En un mot pour synthétiser et conclure, le manager qui veut être performant ne doit pas faire toujours plus mais être toujours mieux, autrement dit, être encore plus lui-même. Mais, n’est-ce pas là la clef du bien-être voire du bonheur (au travail) dont on fait tant la promotion par d’autres biais plus ou moins fondés ?
Article rédigé à partir d’une publication de mon blog managérial.
N’hésitez-pas à laisser vos commentaires… StéphanieCARPENTIER vous répondra avec plaisir !!!
Nous remercions vivement Stéphanie CARPENTIER (Docteur (Ph.D) Expert en management des ressources humaines et prévention de la santé au travail) , pour partager son expertise professionnelle en proposant cette Rubrique mensuelle « Management & Recherche », pour nos fidèles lecteurs de www.managersante.com
2 Responses
Qu’est-ce le surhumain si l’humain s’y perd ?
Manager en santé sans oublier l’objectif « pour les patients » avec les moyens humains « les professionnels » associés « aux moyens financiers » et non l’inverse!
Depuis quelques temps, la Bienveillance est le mot utilisé pour penser résoudre les problèmes quand la situation de management est déjà précaire?

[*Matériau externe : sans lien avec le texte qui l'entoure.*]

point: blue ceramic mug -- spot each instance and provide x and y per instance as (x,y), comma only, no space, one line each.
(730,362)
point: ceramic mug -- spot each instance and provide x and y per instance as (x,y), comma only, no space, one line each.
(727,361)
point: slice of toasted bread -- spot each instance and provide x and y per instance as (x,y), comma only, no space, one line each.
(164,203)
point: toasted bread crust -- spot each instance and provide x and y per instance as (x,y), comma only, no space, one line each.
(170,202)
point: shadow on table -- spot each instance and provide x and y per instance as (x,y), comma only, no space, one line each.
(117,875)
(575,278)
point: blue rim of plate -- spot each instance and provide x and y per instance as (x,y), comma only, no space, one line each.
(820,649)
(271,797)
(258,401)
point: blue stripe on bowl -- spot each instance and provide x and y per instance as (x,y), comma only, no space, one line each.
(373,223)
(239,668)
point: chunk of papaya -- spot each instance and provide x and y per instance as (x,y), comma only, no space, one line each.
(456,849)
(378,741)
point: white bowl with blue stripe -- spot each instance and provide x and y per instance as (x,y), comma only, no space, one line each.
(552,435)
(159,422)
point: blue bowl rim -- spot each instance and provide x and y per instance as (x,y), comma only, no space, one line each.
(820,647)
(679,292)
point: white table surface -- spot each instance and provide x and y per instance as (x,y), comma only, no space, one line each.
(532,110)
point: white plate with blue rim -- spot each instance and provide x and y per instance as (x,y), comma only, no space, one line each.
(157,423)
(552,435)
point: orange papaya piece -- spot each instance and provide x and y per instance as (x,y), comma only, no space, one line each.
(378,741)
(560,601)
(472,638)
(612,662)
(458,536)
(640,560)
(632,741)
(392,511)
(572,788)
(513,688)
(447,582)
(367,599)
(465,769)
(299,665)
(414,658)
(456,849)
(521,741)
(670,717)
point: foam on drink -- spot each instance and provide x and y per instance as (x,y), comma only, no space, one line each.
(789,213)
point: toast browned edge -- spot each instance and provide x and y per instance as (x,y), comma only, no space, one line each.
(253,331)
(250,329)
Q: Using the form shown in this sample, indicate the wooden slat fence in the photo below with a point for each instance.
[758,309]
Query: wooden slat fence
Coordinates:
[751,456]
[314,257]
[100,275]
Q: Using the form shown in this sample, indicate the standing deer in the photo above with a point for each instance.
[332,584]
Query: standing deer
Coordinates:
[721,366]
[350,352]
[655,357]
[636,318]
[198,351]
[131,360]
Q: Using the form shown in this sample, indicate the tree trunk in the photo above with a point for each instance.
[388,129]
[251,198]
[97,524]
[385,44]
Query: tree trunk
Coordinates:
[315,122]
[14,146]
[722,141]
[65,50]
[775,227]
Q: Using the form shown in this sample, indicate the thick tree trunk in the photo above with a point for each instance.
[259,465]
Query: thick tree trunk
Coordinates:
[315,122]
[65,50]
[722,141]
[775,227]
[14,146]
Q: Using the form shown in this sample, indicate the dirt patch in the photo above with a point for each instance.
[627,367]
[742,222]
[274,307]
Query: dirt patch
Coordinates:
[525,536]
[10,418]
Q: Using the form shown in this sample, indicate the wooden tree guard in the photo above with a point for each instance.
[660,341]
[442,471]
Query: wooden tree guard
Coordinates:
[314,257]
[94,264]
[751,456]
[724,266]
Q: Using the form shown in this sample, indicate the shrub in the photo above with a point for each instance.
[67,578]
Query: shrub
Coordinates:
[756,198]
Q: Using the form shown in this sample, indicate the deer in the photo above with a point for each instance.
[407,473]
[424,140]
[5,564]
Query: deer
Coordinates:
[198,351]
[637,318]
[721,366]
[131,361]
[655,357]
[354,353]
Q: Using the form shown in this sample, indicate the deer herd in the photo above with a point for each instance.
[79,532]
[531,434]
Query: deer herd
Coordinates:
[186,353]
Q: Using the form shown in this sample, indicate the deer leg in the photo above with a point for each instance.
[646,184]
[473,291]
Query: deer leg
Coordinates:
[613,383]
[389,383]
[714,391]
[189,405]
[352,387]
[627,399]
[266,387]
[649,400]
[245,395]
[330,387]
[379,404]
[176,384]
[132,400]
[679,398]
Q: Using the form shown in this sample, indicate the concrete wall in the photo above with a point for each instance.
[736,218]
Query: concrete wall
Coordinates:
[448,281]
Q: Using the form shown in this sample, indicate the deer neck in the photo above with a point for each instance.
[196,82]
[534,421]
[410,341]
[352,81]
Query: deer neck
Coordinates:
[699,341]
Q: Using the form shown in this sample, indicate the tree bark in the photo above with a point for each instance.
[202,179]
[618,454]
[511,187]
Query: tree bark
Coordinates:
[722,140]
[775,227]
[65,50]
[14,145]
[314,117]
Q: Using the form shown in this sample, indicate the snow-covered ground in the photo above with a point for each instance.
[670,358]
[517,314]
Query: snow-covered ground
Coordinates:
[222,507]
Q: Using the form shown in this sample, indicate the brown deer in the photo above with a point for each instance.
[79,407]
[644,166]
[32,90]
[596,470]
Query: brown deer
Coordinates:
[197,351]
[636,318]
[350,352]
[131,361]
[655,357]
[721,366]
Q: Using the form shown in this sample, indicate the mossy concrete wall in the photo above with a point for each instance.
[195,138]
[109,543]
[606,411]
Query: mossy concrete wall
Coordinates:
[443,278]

Assez d’accord avec C. Peterson « sagesse et savoir, courage, humanité, justice, modération et transcendance » en gardant à l’esprit que rien n’est jamais acquis en tant que manager.
« Oser la différence » en osant sortir de sa zone de confort habituelle.les managers se doivent en effet de donner du sens aux activités de leurs équipes…… » .
« Oser le management participatif » amène bien des surprises mais aussi de la richesse en améliorant la qualité de vie au travail…Jusqu’à ce jour les retours positifs de mon expérience me font penser qu’il est un bon levier dans l’amélioration de la prise en charge du patient avec la prise en charge des professionnels! Est-ce de la bienveillance?